Customer Rating: Average rating of 4/5Average rating of 4/5Average rating of 4/5Average rating of 4/5Average rating of 4/5
Review Summary: A Good Spy Story That You Really Need to Read for Yourself
Review: 'Kim', taken solely on its own terms, is a late 19th century adventure tale, an early spy story, a travelogue of northern India, a coming-of-age story all set in the midst of the Great Game, the Russo-British contest for imperial dominance in Central Asia. It's a good tale well told, if the language is somewhat dated for the modern reader.

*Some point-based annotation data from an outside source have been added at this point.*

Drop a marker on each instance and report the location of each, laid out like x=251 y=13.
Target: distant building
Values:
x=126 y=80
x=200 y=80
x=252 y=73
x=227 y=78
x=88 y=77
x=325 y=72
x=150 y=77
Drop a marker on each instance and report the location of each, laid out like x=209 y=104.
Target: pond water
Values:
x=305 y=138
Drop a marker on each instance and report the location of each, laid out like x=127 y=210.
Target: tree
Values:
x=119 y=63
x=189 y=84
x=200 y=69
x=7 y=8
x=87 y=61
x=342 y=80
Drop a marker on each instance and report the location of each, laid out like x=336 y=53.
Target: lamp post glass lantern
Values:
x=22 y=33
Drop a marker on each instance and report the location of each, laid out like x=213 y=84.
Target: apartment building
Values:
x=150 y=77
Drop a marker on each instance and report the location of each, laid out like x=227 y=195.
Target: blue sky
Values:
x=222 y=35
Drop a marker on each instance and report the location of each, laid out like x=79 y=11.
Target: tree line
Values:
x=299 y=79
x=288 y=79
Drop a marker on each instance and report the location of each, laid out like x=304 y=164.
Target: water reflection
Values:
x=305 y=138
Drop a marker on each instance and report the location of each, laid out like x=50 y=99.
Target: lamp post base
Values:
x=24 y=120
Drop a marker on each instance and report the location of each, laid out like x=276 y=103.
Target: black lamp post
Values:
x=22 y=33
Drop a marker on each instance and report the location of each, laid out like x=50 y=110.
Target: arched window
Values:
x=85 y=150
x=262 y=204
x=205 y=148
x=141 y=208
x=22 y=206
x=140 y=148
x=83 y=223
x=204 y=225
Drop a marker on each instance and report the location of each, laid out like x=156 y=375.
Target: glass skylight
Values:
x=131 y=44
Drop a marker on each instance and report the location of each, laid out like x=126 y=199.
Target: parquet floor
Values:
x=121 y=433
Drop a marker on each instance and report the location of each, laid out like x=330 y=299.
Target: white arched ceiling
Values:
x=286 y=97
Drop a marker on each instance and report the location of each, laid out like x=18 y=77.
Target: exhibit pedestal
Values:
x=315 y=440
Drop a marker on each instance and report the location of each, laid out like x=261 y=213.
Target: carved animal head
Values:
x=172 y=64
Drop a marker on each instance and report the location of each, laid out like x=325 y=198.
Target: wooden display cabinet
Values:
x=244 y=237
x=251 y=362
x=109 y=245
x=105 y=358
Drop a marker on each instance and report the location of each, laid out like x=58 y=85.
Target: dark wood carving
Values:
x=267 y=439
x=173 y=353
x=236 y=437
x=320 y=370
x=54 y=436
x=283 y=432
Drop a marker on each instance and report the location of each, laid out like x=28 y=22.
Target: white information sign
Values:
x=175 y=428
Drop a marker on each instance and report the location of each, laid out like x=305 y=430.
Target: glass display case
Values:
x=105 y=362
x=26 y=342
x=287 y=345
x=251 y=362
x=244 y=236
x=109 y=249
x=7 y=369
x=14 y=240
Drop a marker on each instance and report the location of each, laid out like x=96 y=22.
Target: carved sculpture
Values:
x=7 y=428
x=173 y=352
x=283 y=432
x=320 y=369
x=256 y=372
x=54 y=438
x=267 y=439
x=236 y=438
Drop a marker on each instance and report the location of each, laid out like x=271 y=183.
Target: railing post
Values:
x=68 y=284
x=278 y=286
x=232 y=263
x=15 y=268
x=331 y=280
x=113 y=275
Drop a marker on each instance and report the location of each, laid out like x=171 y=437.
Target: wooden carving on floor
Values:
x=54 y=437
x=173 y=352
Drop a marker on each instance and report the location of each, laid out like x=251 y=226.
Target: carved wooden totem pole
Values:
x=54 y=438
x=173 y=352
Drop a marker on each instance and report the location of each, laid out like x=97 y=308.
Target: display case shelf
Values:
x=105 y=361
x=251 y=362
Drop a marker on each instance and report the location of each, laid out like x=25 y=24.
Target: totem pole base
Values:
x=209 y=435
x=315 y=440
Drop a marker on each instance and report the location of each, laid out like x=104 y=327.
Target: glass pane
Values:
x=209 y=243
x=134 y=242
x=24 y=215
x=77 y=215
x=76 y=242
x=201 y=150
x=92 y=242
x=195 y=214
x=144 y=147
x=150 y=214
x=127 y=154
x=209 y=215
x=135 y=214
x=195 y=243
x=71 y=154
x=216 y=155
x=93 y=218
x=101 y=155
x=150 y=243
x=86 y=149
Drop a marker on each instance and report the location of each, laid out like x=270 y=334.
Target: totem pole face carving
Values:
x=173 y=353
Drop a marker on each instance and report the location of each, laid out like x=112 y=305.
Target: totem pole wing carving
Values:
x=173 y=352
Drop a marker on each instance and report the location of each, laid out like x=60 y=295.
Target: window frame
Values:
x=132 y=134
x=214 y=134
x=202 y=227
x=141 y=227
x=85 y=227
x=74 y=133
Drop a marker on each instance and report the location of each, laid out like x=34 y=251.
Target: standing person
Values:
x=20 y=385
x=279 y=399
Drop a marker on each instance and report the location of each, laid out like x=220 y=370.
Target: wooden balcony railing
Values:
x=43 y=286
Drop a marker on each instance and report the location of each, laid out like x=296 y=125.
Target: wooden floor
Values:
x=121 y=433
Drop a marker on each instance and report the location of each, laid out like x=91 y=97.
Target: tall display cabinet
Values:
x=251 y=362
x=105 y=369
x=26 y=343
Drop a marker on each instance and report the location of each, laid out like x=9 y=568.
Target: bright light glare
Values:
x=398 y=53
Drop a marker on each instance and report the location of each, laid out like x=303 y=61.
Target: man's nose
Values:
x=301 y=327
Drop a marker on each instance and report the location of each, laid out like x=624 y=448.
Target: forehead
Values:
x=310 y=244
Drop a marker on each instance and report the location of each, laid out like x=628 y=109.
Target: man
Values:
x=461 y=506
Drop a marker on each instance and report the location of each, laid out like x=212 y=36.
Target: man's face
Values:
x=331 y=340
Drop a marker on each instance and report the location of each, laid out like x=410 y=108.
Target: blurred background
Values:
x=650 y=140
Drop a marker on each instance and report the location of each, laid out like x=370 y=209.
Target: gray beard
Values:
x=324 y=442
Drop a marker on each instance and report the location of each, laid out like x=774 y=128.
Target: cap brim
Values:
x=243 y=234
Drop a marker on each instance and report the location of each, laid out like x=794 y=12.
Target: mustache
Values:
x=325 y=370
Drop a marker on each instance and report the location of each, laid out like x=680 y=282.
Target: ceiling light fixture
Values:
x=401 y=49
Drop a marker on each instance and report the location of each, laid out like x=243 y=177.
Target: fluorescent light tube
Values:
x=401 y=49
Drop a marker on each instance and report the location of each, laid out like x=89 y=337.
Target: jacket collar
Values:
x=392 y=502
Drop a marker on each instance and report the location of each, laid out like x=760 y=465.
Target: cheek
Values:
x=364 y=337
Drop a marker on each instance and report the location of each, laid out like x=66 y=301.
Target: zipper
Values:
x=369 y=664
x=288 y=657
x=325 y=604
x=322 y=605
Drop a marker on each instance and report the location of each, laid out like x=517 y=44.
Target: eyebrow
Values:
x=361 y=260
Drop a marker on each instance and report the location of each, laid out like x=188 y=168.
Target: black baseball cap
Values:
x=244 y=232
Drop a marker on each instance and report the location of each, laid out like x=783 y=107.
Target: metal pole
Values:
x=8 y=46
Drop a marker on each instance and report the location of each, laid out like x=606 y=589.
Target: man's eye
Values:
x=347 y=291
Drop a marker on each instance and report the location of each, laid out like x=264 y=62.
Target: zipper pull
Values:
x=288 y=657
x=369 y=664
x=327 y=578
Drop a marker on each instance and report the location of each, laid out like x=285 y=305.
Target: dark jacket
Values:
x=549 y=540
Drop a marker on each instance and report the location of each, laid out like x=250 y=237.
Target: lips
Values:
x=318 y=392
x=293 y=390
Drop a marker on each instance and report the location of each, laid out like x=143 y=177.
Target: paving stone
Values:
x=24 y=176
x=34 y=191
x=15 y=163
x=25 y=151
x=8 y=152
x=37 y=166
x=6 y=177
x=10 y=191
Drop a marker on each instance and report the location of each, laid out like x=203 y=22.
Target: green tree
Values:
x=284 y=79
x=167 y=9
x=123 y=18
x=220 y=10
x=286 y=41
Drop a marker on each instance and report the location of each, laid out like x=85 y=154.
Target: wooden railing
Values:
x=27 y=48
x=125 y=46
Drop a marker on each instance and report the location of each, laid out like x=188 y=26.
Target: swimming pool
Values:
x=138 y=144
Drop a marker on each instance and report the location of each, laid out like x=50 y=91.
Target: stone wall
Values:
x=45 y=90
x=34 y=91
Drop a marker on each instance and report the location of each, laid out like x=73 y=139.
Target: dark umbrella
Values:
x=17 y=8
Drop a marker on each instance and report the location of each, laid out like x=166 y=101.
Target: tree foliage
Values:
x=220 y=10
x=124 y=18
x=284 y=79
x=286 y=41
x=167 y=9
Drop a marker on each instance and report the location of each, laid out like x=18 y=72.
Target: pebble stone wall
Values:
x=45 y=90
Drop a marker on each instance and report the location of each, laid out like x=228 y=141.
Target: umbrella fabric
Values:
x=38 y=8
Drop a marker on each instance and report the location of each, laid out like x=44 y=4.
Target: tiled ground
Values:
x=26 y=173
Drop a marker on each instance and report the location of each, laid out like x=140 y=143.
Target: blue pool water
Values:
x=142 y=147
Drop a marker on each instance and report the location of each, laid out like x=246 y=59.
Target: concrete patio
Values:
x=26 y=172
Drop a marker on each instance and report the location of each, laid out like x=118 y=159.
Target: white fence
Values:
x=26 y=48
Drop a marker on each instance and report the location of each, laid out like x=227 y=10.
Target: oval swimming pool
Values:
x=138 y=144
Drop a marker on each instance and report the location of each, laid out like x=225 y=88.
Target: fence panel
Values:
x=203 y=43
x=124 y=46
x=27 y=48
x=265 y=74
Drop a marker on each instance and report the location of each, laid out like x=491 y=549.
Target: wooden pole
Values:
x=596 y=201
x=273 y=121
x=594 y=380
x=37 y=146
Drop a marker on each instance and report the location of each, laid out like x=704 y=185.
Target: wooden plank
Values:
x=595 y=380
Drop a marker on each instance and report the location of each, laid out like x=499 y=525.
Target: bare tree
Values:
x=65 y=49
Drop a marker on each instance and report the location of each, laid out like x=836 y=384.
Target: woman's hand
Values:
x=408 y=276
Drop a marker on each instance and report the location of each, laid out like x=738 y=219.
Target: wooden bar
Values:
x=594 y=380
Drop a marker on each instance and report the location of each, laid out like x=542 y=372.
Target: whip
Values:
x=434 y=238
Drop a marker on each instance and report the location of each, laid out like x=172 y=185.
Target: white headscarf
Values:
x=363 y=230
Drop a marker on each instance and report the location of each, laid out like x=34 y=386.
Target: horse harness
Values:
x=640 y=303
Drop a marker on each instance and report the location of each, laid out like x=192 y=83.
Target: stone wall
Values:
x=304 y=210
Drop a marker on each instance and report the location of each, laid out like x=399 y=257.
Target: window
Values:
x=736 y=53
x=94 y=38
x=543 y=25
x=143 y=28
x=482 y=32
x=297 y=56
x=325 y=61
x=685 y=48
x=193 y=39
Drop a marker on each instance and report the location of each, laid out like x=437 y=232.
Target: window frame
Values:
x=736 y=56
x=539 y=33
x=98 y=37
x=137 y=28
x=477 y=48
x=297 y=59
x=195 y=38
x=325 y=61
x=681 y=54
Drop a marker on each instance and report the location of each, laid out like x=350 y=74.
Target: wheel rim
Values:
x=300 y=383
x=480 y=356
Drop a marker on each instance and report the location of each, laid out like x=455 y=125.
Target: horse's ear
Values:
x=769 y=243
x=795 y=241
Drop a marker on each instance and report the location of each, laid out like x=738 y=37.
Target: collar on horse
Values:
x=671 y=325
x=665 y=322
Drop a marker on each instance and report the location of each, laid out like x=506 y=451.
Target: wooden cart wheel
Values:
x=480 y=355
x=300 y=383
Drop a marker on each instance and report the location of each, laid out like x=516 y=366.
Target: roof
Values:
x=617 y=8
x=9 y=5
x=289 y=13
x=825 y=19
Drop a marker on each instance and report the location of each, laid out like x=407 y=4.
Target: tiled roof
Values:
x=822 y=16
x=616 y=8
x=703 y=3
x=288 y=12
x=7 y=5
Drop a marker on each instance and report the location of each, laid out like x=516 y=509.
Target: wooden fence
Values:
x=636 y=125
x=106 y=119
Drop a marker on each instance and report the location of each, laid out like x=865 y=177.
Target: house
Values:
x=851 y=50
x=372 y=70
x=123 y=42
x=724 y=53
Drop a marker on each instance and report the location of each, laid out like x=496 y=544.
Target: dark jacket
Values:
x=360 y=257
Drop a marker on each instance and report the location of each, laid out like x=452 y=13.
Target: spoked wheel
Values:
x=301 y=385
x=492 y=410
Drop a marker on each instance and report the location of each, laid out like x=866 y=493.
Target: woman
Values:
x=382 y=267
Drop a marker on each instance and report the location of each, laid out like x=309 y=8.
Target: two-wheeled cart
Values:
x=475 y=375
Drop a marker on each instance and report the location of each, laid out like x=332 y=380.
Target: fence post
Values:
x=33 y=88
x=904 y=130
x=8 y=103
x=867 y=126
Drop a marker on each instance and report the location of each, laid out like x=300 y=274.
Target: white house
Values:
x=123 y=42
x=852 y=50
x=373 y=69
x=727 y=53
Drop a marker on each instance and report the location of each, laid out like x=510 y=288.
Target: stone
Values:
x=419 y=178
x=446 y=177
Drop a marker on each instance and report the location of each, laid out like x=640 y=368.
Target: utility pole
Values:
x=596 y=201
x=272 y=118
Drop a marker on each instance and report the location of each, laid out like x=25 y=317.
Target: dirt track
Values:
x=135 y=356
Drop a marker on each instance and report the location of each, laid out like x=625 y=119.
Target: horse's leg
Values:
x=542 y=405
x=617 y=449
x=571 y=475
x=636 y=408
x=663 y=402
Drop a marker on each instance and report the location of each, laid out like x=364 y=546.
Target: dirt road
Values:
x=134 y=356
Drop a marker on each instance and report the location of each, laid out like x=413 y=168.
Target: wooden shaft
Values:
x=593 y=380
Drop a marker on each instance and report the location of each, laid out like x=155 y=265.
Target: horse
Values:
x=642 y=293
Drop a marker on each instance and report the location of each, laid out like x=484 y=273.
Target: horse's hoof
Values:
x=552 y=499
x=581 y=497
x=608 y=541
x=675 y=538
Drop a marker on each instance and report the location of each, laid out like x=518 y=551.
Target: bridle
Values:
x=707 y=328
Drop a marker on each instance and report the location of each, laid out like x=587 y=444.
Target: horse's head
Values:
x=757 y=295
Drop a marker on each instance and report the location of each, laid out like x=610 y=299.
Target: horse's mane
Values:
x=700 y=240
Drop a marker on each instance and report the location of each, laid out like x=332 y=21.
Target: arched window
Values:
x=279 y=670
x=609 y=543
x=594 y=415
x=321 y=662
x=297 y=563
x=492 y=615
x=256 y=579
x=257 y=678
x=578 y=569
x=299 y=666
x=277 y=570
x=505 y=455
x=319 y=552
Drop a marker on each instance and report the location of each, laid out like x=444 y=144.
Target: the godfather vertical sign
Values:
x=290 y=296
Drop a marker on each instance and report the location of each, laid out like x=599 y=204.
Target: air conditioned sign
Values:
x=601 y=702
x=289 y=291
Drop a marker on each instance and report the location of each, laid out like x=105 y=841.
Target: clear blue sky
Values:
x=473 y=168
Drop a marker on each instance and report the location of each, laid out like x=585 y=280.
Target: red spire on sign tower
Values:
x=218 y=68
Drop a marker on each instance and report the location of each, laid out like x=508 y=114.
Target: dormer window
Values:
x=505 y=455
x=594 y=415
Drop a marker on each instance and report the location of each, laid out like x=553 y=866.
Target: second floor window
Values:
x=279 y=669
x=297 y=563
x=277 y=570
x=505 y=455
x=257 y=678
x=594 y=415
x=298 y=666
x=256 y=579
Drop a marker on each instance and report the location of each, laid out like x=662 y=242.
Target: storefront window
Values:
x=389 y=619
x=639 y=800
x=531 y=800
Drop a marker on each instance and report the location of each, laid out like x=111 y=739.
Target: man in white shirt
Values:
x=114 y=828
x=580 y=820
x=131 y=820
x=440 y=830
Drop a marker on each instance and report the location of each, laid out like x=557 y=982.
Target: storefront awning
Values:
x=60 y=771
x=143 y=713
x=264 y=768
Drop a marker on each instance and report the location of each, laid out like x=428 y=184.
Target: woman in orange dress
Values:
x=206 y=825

But, of course, 'Kim' is generally not simply taken on it own terms because its author Rudyard Kipling came to personify British imperialism as much as Lord Kitchener. The Norton Edition includes excellent articles that provide historical context as well as several critical essays. I consider myself an anti-imperialist, but also admittedly somewhat of a romantic about the British Empire, and I did not detect jingoism in 'Kim'.

Readers interested in even more background will want to read Quest for Kim: In Search of Kipling's Great Game. Readers needing to be disabused of romanticism about British imperialism may want to consider Imperial Reckoning: The Untold Story of Britain's Gulag in Kenya.

At the end of the day, 'Kim' is quite a good adventure tale and a book that really need to read for yourself. Highly Recommended.



Customer Rating: Average rating of 5/5Average rating of 5/5Average rating of 5/5Average rating of 5/5Average rating of 5/5
Review Summary: My Favorite Novel
Review: After fifty plus years of reading, I think I can say that Kim is my favorite novel. I'm not sure it is the best novel I ever read, whatever "best" might mean, and it certainly isn't the most profound, but there is simply no other book I have enjoyed as much or have reread as often. Many other Amazon reviewers have said that they liked the book very much, often for different reasons: some like the "Great Game" aspect and others enjoy the rich narrative description of India for which the book is justly famous. (A few reviewers found the book "difficult", apparently because of the language device that Kipling uses when speakers are speaking in languages other than English, or for Kipling's use of unfamiliar words, and others found it boring, a criticism I find nearly incomprehensible. I honestly believe that if you find Kim boring, you just don't like to read fiction, except perhaps at the level of Tom Clancy novels. And don't be put off by those reviews that found the book difficult. I presume these readers were looking for a continuation of The Jungle Book and found an adult novel instead. Kim is much easier reading than the novels of many of Kipling's contemporaries, such as Conrad or James, and is no more difficult than Twain.)

At least one other reviewer shares my view that in essence Kim is a coming of age novel, and one of the best, in a league with Huckleberry Finn and A Portrait of the Artist. The Great Game provides the book with the bones of a plot, and Kipling's description of India, much like Twain's description of the Mississippi River environs in Huckleberry Finn, published 16 years before Kim, is the flesh. But the heart of the book is the development of the relationship between Kim and the Red Lama, the fundamental story of two people, one an orphan boy and the other an elderly mystic, finding many of the things they are seeking in caring for and looking after one another.

Again, it is hard to avoid comparing Kim with Huckleberry Finn. The core of the latter book is the development of the relationship between Huck and Jim, and it seems likely that Kipling was influenced by the earlier book. Kipling had clearly read and admired Huckleberry Finn, and once referred to its author as "The great and God-like Clemens." Not that I find the notion that Kipling was influenced by Twain to in any way diminish Kim. It is an absolutely wonderful book and I envy anyone who hasn't read it that is about to do so. Come to think of it, that's true of both Kim and Huckleberry Finn.


Customer Rating: Average rating of 2/5Average rating of 2/5Average rating of 2/5Average rating of 2/5Average rating of 2/5
Review Summary: It's too hard
Review: Unless you enjoy working hard at reading novels, I don't recommend this book. Before you start take a look at the 411 notes in the back that you will have to study (unless you know already know) to get something out of this work.